Alkaline and Carbonate-rich Melt Metasomatism and Melting of Subcontinental Lithospheric Mantle: Evidence from Mantle Xenoliths, NE Bavaria, Bohemian Massif

Abstract

Peridotite xenoliths hosted by Cenozoic basanite lava flows (21·2–23·5 Ma) occur at several localities in the western continuation of the Ohře/Eger rift (Central European Volcanic Province) in NE Bavaria, Bohemian Massif. Detailed petrography, major and trace element compositions of whole-rock samples and selected mineral phases as well as Sr–Nd–Li isotopic compositions for a suite of mantle xenoliths from Zinst, Hirschentanz and Teichelberg document variable degrees of partial melting and metasomatism. Melting models based on whole-rock major element composition and Cr# of spinel indicate ∼6–30% melting in the spinel stability field.
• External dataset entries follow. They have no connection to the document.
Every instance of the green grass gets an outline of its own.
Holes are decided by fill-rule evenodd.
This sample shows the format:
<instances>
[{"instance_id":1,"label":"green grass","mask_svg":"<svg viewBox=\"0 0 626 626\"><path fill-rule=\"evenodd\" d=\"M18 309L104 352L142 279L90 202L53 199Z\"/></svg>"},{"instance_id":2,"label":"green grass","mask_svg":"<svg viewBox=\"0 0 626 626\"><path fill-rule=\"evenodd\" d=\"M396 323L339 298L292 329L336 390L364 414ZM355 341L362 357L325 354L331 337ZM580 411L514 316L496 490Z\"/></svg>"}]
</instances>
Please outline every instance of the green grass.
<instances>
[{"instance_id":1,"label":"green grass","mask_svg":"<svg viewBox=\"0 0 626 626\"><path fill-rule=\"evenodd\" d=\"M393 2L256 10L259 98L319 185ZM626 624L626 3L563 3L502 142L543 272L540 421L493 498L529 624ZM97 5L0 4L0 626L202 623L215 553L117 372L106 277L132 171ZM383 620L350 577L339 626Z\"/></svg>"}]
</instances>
Subsequent metasomatism by alkaline and carbonate-rich melts resulted in modal and cryptic metasomatism, expressed by the presence of carbonate-bearing silicate melt pockets with complex secondary mineral assemblages and by enrichment in light rare earth elements, Li, Rb, U, Pb, high field strength elements and P. The carbonate is most probably associated with fractionation of the Na-rich silicate melt. High P contents, variable but low to negative δ7Li values from +2·5 to −9·7‰, coupled with 87Sr/86Sr ratios between ∼0·7032 and ∼0·7041 may reflect a significant contribution of recycled crustal material such as eclogite in the infiltrating melts responsible for metasomatism, although the Li isotope compositions may reflect kinetic modifications through diffusion. The trace element geochemistry of clinopyroxene, carbonate and melt pockets suggests that clinopyroxene plays a very important role in fractionation of the rare earth elements, high field strength elements and Sr, whereas carbonate does not host large quantities of incompatible trace elements except for Sr, Ba and, to a lesser extent, Th and U.